Yes, it seems either decision will have some sacrificing. This is a 300+ bed unit and I would be one of 5 mds coordinators. I will be getting someone trained in teaching mds to teach me. I could tell them to go ahead and let someone else have the job but I hate to burn my bridges like that. I have helped out a little with mds before, so I know enough to know I would like the job, even the care plan meetings.

But I spent about 50k to get through an Adult NP program. Ugh, talk about the road not taken.

Specializes in Emergency & Trauma/Adult ICU.

If you have been formally offered the MDS position, I'm assuming you have been quoted a salary ... to help you make your decision.

If you have been formally offered the MDS position, I'm assuming you have been quoted a salary ... to help you make your decision.

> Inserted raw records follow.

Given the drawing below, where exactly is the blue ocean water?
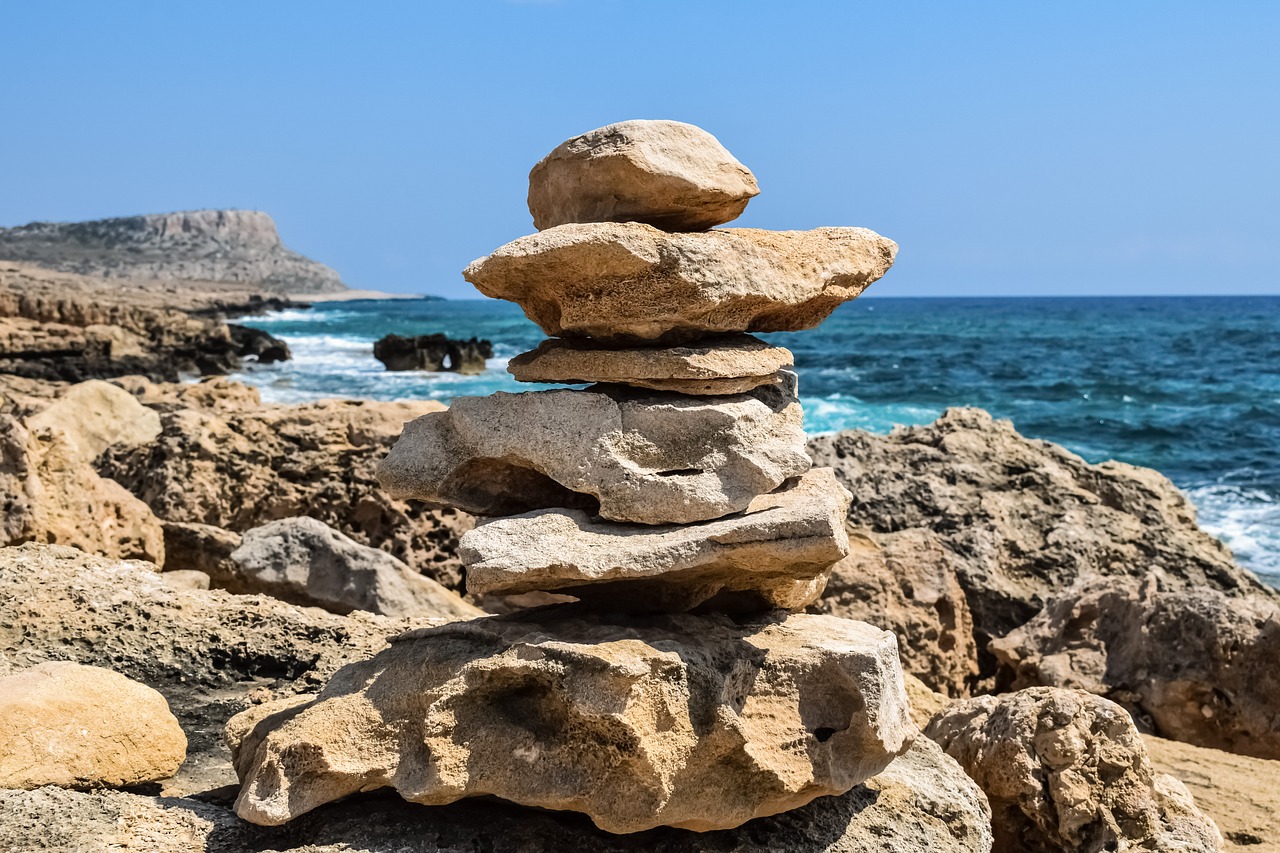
[238,297,1280,585]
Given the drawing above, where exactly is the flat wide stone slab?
[378,384,812,524]
[458,467,851,610]
[529,120,760,231]
[463,222,897,343]
[507,334,795,396]
[228,606,915,833]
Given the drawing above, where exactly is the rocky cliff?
[0,210,346,293]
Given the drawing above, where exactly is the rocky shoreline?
[0,126,1280,853]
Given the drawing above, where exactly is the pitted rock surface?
[463,223,897,343]
[378,386,810,524]
[458,469,849,610]
[228,606,915,833]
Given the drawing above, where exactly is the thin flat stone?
[458,467,851,610]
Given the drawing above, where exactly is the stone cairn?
[232,122,915,833]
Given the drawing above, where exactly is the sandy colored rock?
[0,415,164,566]
[463,223,897,343]
[232,606,915,833]
[378,386,810,524]
[458,469,849,610]
[97,379,472,589]
[529,119,760,231]
[507,334,794,394]
[1142,735,1280,853]
[229,516,483,619]
[925,688,1222,853]
[0,738,988,853]
[991,570,1280,758]
[813,524,978,697]
[27,379,160,460]
[0,661,187,788]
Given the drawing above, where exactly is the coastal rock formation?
[230,608,914,833]
[374,334,493,374]
[507,334,794,396]
[0,661,187,788]
[97,379,472,589]
[991,571,1280,758]
[0,210,346,293]
[925,688,1222,853]
[812,525,978,697]
[0,415,164,566]
[529,120,760,231]
[458,469,849,610]
[0,738,993,853]
[809,409,1280,675]
[228,516,483,619]
[378,386,810,524]
[463,222,897,345]
[27,379,160,461]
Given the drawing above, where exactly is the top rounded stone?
[529,119,760,231]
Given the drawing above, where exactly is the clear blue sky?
[0,0,1280,296]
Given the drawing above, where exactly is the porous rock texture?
[0,738,993,853]
[0,415,164,565]
[27,379,160,461]
[991,571,1280,758]
[507,334,794,394]
[529,119,760,231]
[458,469,849,610]
[0,544,468,793]
[463,223,897,343]
[97,379,472,589]
[228,605,915,833]
[0,661,187,788]
[925,688,1222,853]
[378,386,810,524]
[812,525,978,697]
[809,409,1280,678]
[229,516,483,619]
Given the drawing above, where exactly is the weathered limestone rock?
[814,525,978,697]
[230,516,483,619]
[0,415,164,566]
[463,223,897,343]
[925,688,1222,853]
[378,386,810,524]
[507,334,794,394]
[0,738,993,853]
[529,120,760,231]
[230,606,915,833]
[0,661,187,788]
[27,379,160,461]
[991,571,1280,758]
[458,469,849,610]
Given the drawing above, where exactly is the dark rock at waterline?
[227,323,293,364]
[374,334,493,374]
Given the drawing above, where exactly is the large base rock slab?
[0,661,187,788]
[507,334,795,396]
[0,738,988,853]
[463,223,897,343]
[228,606,915,833]
[925,688,1222,853]
[458,469,849,610]
[529,119,760,231]
[378,386,810,524]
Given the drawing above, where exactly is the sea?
[237,296,1280,587]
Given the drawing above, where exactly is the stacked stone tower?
[236,122,914,833]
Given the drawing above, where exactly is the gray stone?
[463,222,897,345]
[378,386,810,524]
[458,467,849,610]
[529,120,760,231]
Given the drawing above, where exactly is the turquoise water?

No, salary hasn't been discussed at all. Since I'm basically just changing positions in the company I'm guessing there will be no pay increase.

that is an assumption that they may be counting on you to make. you should definitely get a raise to assume that kind of responsibility, and they know it. make them make you an offer, and it should be at least a 10% increase over what you're making now.

but hey-- why go to the trouble and expense of learning to be an np and then just wave it away with a "nevermind"?

That's the agony of it all. I've invested too much into being a NP, I think my plan will be to take the mds job, get certified as a NP and hold out for a good NP job in my area. That could take awhile as there is no NP shortage but at least I'll be in the market.

Specializes in Critical Care.

Why not do MDS until you deliver plus a couple months or years until you get the family matters ironed out, then just apply for your NP certification then? Or is there a time limit you must meet to certify?